Ayşegül AKDENİZ

Ayşegül AKDENİZ


Ekrem İmamoğlu'na Açık Mektup

29 Haziran 2020 - 23:05 - Güncelleme: 30 Haziran 2020 - 11:30

                                     

                                       

    Sayın Ekrem İmamoğlu!

 

 

   "Her şey  çok güzel olacak!" deyip geldiniz işbaşına. Ama bizim hiç de güzel olmayan tasarruflar karşısında sabrımız taşma noktasına geldi. Şahsen beni okuduğum şu haber karşısında hafakanlar bastı:

   İtalyan ressam Gentile Bellini’nin atölyesinde 1480 yılında yapılan ve Fatih Sultan Mehmet'in başka bir kişi ile resmedilen tek portresini İstanbul Büyükşehir Belediyesi (İBB), satın aldı. Londra’daki dünyaca ünlü Christie’s salonundaki müzayedede İBB, portreye 770 bin sterlin (yaklaşık 6,5 milyon lira) verdi. Vergi ve komisyonlarla beraber İBB’nin tabloya 982 bin Sterlin yani yaklaşık 8 MİLYON  366 BİN  TÜRK LİRASI ödeyeceği belirtildi.

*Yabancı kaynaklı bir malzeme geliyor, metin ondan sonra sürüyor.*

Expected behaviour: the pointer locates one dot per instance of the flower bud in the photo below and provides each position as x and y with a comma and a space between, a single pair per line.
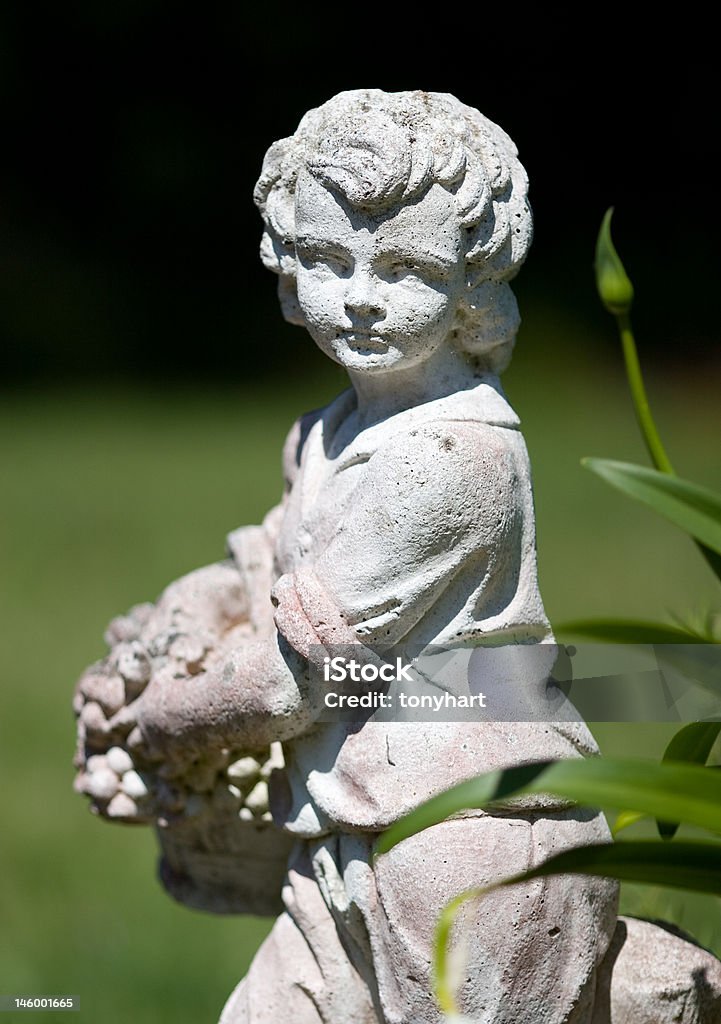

   Müzayede evi Christie’s’in açık artırmasında 770 bin sterline (yaklaşık 6 milyon 500 bin lira) alıcı bulan Fatih Sultan Mehmet portresine 400 bin ila 600 bin sterlin başlangıç değeri biçiliyordu.

   Şimdi size sormak istiyorum: Bu tabloya ödenen para sizin babanızın parası, yani şahsî paranız mı yoksa belediyenin bütçesinden mi ödeme yapılacak? Eğer şahsî paranız ise, istediğiniz gibi kullanmakta serbestsiniz elbette. Yok eğer belediyenin bütçesinden yapılacaksa bu ödeme, kamunun hizmeti için sarf edilmesi gereken parayı ne hakla bu kadar pahalı bir tablo için kullanabiliyorsunuz? Size bu yetkiyi kim verdi? O kadar ihtiyaç sahibi varken, bu yapılan israftır, haramdır ve kul hakkıdır.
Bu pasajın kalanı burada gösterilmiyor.